Institutionen definiert Schimank diesbezüglich als „operationale Vorgaben dazu, wie Akteure bestimmte Situationen wahrnehmen und beurteilen und wie sie demzufolge dann handeln sollten“ (Schimank 1992, 170). Die Varianten an möglichen institutionellen Vorgaben sind vielfältig, wie aus der Literatur zur Journalismus- und/oder PR-Forschung entnommen werden kann.

Dass Kommunikationshandlungen zu EU-Inhalten sowohl auf institutioneller als auch auf journalistischer Ebene mitunter nicht den Erwartungen theoretisch-normativer Vorgaben entsprechen, zeigt, dass die Einhaltung der normativen Anforderungen variieren kann:

Externe Erwartungen an demokratische Kommunikationsfunktionen nehmen in der Praxis neben internen institutionellen Normen nur einen Teil hinsichtlich normorientierter Kommunikationshandlungen ein.

Altides weist diesbezüglich auf unterschiedliche Umgangsformen mit Verantwortung, Konflikt und Reaktionsfreudigkeit in den Institutionen hin (Altides 2009, 63–65). „‚Political institutions‘

compliance with the general demands of ‚democratic communication behaviour‘ may vary, as external expectations may be only one component of norm-oriented behaviour, in addition to internal, institutional norms.“ (Altides 2009, 65)

3.) Überschneidende und konfligierende Kommunikationsinteressen

Interessensbasierte Kommunikationsziele und norm-orientierte Motive für Kommunikationshandlungen gilt es nicht nur für den*die individuelle*n Akteur*in, sondern auch in Interaktionen zwischen den Kommunikationsakteur*innen herauszuarbeiten (Altides 2009, 68–70).

Auf der Ebene der unterschiedlichen Akteur*innenkonstellationen bilden andere Akteur*innen mögliche Hindernisse bei der Realisierung eigener Interessen (das „Können“).

Umgekehrt hat das Handeln der Akteur*innen wiederum Auswirkungen auf institutionelle

Ordnungen, die sich durch Verschiebungen der Akteur*innenkonstellationen verändern können (Donges & Jarren 2017, 34).

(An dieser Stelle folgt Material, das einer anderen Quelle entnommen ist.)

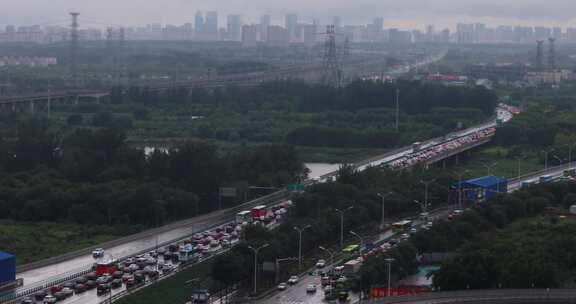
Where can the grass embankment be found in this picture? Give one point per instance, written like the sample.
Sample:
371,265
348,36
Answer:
31,242
174,290
506,164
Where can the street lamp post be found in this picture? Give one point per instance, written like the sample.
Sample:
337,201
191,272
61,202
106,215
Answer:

4.) Beschränkungen von Kommunikationshandlungen

Intentionen alleine reichen nicht, um Kommunikationshandlungen zu erklären, auch die Umstände des Kommunikationskontexts müssen dafür berücksichtigt werden. Altides weist diesbezüglich auf den Zusammenhang zwischen Kommunikationsintentionen und der praktischen Verwirklichung der angestrebten Kommunikationsziele hin (Altides 2009, 70–78).

Um Handlungsspielräume des*der Kommunikationsakteur*in zu bestimmen, müssen die Ermöglichungen und Beschränkungen von Handlungsspielräumen beachtet werden:

„Intentional action has always to be seen against the background of constraints or structural restrictions under which actors make their choices and act accordingly.” (Altides 2009, 70) Unterschiedliche Formen der Beschränkungen kommunikativer Handlungsspielräume teilt Altides wiederum in die drei folgenden Kategorien (vgl. Altides 2009, 70–78):

 Situationskontext (sozio-politische Situation, Kommunikationsumgebung) und Individuum (Wissen, Kompetenzen, Glaubenssätze, Ressourcen)

 Organisation (Prozeduren und Strukturen wie Ressourcen der Organisation, Kommunikationsplanung und Koordination, Verantwortungszuschreibungen, Informationsflüsse, formelle und informelle Regelungen, Leadership und Kontrolle, vorgeschriebene Muster von Interaktionen, Sensibilität für Kommunikationsangelegenheiten)

 Soziale Aspekte (politische Macht und soziales Profil wie öffentliche Legitimität, Medienrelevanz, informelle soziale Ressourcen wie Kontrolle und Leadership Image, klare Rollen- und Machtzuteilung, Konkurrenz, soziale Anerkennung und Restriktionen)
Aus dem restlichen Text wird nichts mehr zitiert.